В один из вечеров, когда Михай вот так же сидел на подоконнике и его огненная голова полыхала от закатного солнца, Копёшкин зашевелил пальцами, прося о чем-то.

– Чего ему? – поднял голову Бородухов.

Мы прислушались к слабому голосу Копёшкина.

– Спрашивает у Михая, что видно за окном, – разобрал я, поскольку моя койка стояла ближе всех к его кровати.

– Солнце вижу… Поле вижу… – не оборачиваясь, ответил Михай.

– Далеко? – спрашивает, – переводил я шепот Копёшкина.

– Поле? А там… За рекой.

– Какое оно? – говорит. – Что посеяно?

– Зеленое. Хлеб будет.

Копёшкин вздохнул, закрыл глаза и больше не спрашивал. На какое-то время в палате наступило молчание. Даже по одному только небу, которое виднелось нам, лежащим у дальней стены, очистившемуся, синему, высокому, чувствовалось, как там теперь привольно.

– А на улице что? – помолчав, спросил Саша Самоходка.

– Дома, люди…

– Девчата ходят?

– Ходят.

– Красивые? – допытывался Самоходка.

Михай промолчал. Голова его монотонно качалась в раме окна.

– Тебе чего, трудно сказать? Красивые девки-то?

– А! – Михай досадливо отмахнулся узлом рукава.

– Ему теперь не до девок, – сказал Бородухов.

– Эх, братья-славяне! – с горькой веселостью воскликнул Самоходка. – Мне бы девчоночку! Дошкандыбаю до своей матушки-Волги – такие страдания разведу, елки-шишки посыпятся!
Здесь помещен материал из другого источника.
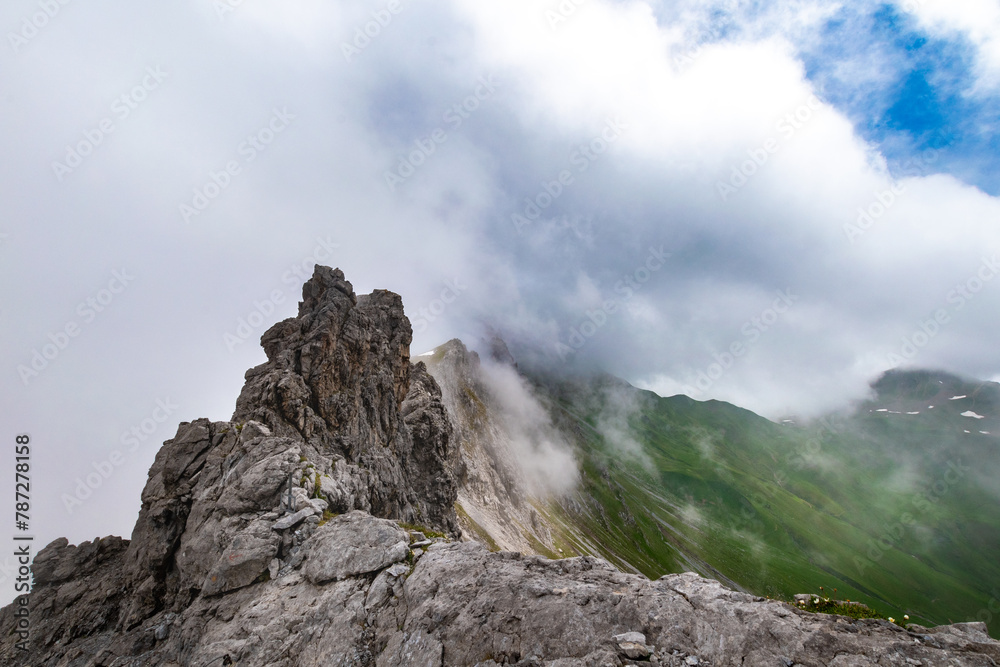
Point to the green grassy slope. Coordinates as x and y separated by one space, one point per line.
900 511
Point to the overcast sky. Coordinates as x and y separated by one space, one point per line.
766 203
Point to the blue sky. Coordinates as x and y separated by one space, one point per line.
922 101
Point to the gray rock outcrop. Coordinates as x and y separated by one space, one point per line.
277 540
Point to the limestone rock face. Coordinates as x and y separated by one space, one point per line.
353 544
339 378
275 540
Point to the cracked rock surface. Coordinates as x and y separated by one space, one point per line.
275 539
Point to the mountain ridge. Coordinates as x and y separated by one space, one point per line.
319 527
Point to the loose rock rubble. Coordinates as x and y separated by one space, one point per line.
277 539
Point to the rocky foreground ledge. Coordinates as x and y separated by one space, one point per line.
368 592
317 527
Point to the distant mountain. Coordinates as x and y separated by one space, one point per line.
893 502
355 511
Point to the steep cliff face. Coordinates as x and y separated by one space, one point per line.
283 538
497 502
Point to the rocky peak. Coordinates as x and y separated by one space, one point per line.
275 540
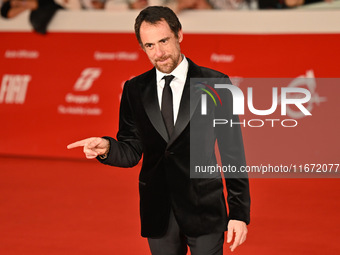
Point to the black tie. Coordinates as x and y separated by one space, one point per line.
167 105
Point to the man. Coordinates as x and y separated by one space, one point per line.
176 211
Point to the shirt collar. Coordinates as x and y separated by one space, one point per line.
180 72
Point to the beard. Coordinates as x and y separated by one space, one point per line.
172 62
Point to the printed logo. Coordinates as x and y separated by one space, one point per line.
14 88
204 87
86 79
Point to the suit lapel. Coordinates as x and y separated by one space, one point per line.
188 104
151 104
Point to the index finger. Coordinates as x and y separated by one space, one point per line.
77 144
237 241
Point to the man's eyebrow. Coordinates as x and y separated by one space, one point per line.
164 39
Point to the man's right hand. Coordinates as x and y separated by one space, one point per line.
92 147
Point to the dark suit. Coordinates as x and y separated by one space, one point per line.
164 181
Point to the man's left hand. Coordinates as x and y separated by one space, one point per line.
240 230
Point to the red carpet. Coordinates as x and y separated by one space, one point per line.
83 207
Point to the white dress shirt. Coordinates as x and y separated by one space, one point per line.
177 84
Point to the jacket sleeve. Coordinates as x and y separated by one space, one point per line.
126 150
231 149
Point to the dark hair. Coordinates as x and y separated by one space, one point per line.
155 14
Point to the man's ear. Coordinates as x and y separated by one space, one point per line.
180 36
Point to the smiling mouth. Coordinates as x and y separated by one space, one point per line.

Но шутить у нас было некому. Двое наших шутников, двое счастливчиков – Саенко и Бугаев, – почти не обитали в палате. В отличие от нас, белокальсонников, они щеголяли в полосатых госпитальных халатах, которые позволяли им разгуливать по двору. Чуть только дождавшись обхода, они рассовывали по карманам курево, спички, домино и, выставив вперед по гипсовому сапогу – Саенко правую ногу, Бугаев левую, – упрыгивали из палаты. Остальные поглядывали на них с завистью.